Cruzan v. Director MDH; Pp. 269-285. [497 U.S. 261, 262]
Here The SCOTUS is upholding states rights, by asserting that the state is not forbidden by The United States Constitution to require compelling
evidence to end an incompetent persons life. The right to life and the preservation of that life is what is first and foremost the concern. Both
state and federal Supreme Courts agree on this.
(a) Most state courts have based a right to refuse treatment on the common law right to informed consent, see, e.g., In re Storar, 52 N.Y.2d 363, 438
N.Y.S.2d 266, 420 N.E.2d 64, or on both that right and a constitutional privacy right, see, e.g., Superintendent of Belchertown State School v.
Saikewicz, 373 Mass. 728, 370 N.E.2d 417. In addition to relying on state constitutions and the common law, state courts have also turned to state
statutes for guidance, see, e.g., Conservatorship of Drabick, 200 Cal.App. 3d 185, 245 Cal.Rptr. 840. However, these sources are not available to this
Court, where the question is simply whether the Federal Constitution prohibits Missouri from choosing the rule of law which it did.
Here The SCOTUS makes clear that however The Missouri State Supreme Court came by their determinations is their concern, and is distinguished from the
SCOTUS ruling which makes its own determinations.

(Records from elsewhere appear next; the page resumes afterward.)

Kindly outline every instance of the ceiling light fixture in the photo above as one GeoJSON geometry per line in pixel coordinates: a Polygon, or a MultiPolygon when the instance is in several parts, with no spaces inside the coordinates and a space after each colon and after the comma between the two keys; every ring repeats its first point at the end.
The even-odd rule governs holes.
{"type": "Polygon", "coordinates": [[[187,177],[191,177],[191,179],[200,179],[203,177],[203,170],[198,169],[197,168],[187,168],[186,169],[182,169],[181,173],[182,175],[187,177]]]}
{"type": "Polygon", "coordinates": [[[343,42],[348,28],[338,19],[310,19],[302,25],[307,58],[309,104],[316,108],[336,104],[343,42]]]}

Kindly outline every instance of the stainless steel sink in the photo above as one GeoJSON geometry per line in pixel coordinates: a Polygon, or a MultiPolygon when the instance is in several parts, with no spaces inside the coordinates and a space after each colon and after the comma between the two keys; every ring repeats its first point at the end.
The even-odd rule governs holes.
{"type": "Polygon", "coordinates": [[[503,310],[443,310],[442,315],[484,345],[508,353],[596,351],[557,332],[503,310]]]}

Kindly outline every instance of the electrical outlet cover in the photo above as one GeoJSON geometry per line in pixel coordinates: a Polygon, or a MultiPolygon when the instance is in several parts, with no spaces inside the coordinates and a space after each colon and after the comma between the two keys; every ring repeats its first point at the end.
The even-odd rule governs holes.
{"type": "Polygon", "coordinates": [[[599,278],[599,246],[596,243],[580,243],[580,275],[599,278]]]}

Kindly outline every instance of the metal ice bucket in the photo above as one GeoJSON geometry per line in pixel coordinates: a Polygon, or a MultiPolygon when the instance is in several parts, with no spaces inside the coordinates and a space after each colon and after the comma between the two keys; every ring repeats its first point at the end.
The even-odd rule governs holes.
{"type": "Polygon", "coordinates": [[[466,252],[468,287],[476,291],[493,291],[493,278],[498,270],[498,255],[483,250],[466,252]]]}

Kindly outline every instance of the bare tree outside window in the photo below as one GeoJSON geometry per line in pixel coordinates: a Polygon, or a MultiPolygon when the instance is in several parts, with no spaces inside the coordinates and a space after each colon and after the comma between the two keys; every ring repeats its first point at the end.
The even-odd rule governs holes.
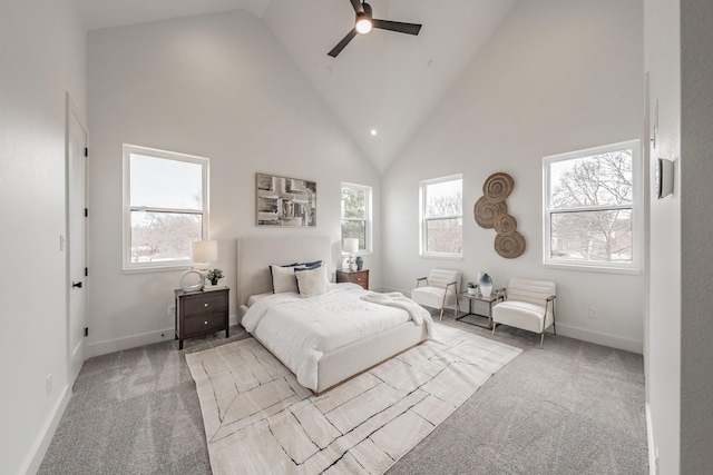
{"type": "Polygon", "coordinates": [[[421,182],[422,253],[461,255],[463,247],[462,178],[421,182]]]}
{"type": "Polygon", "coordinates": [[[369,250],[368,222],[371,188],[342,184],[342,243],[359,239],[359,250],[369,250]]]}
{"type": "Polygon", "coordinates": [[[549,161],[551,261],[632,264],[634,149],[549,161]]]}
{"type": "Polygon", "coordinates": [[[124,146],[124,268],[185,266],[207,228],[207,159],[124,146]]]}

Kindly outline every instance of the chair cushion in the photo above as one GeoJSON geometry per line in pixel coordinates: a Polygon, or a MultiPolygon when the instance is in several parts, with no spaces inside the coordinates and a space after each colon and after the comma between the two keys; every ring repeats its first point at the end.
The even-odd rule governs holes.
{"type": "MultiPolygon", "coordinates": [[[[431,269],[428,275],[428,286],[429,287],[440,287],[446,288],[446,286],[450,283],[456,284],[457,288],[460,288],[460,271],[459,270],[450,270],[450,269],[431,269]]],[[[452,289],[452,287],[451,287],[452,289]]],[[[441,296],[442,298],[442,296],[441,296]]],[[[440,304],[438,306],[440,308],[440,304]]]]}
{"type": "MultiPolygon", "coordinates": [[[[411,300],[426,307],[441,308],[443,294],[446,294],[446,289],[440,287],[419,287],[411,290],[411,300]]],[[[453,304],[456,304],[456,294],[449,291],[446,297],[446,305],[449,306],[453,304]]]]}
{"type": "MultiPolygon", "coordinates": [[[[529,331],[541,333],[545,308],[529,301],[506,300],[492,307],[492,320],[529,331]]],[[[553,323],[551,306],[547,308],[545,328],[553,323]]]]}

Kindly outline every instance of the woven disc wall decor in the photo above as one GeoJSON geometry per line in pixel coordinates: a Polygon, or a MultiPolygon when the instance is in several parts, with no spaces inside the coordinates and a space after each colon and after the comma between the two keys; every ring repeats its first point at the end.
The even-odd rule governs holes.
{"type": "Polygon", "coordinates": [[[492,174],[482,185],[482,197],[472,207],[478,226],[495,228],[495,250],[512,259],[525,253],[525,238],[517,231],[517,219],[508,214],[506,198],[515,189],[515,180],[504,172],[492,174]]]}
{"type": "Polygon", "coordinates": [[[481,197],[472,207],[478,226],[485,229],[492,228],[495,217],[508,212],[508,205],[505,201],[491,201],[487,197],[481,197]]]}
{"type": "Polygon", "coordinates": [[[515,180],[508,174],[492,174],[482,185],[482,195],[490,201],[505,201],[515,188],[515,180]]]}
{"type": "Polygon", "coordinates": [[[514,259],[525,253],[525,237],[518,231],[510,236],[497,235],[495,237],[495,251],[506,259],[514,259]]]}
{"type": "Polygon", "coordinates": [[[512,236],[517,230],[517,219],[512,215],[501,214],[495,217],[492,227],[499,236],[512,236]]]}

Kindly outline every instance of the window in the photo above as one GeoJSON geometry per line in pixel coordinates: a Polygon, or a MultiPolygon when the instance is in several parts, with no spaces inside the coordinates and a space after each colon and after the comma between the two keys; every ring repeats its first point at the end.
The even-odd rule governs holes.
{"type": "Polygon", "coordinates": [[[359,239],[359,251],[371,253],[371,187],[342,184],[342,243],[359,239]]]}
{"type": "Polygon", "coordinates": [[[638,268],[638,140],[545,157],[545,264],[638,268]]]}
{"type": "Polygon", "coordinates": [[[421,181],[421,256],[462,257],[461,175],[421,181]]]}
{"type": "Polygon", "coordinates": [[[124,269],[185,267],[207,239],[208,160],[124,145],[124,269]]]}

The importance in this is in what follows:
(b) A competent person has a liberty interest under the Due Process Clause in refusing unwanted medical treatment. Cf., e.g., Jacobson v.
Massachusetts, 197 U.S. 11, 24 -30. However, the question whether that constitutional right has been violated must be determined by balancing the
liberty interest against relevant state interests. For purposes of this case, it is assumed that a competent person would have a constitutionally
protected right to refuse lifesaving hydration and nutrition. This does not mean that an incompetent person should possess the same right, since such
a person is unable to make an informed and voluntary choice to exercise that hypothetical right or any other right. While Missouri has in effect
recognized that, under certain circumstances, a surrogate may act for the patient in electing to withdraw hydration and nutrition and thus cause
death, it has established a procedural safeguard to assure that the surrogate's action conforms as best it may to the wishes expressed by the patient
So, while The SCOTUS is upholding states rights and affirming The Missouri State Supreme Courts ruling, they are making the clear distinction that on
the matter of a competent persons right to refuse unwanted medical treatment, this is a basic right protected by The Due Process Clause, holding that
such a right did not necessarily exist for an incompetent person, since they are unable to make any informed consent or refusal, but that Missouri's
requirement of complying with procedural safeguards before terminating the life of an incompetent was what was affirmed.
The ruling is well worth reading and it seems to me that if a persons right refuse medical treatment is upheld as a right protected by Constitution,
then certainly the right to refuse health insurance is just as protected.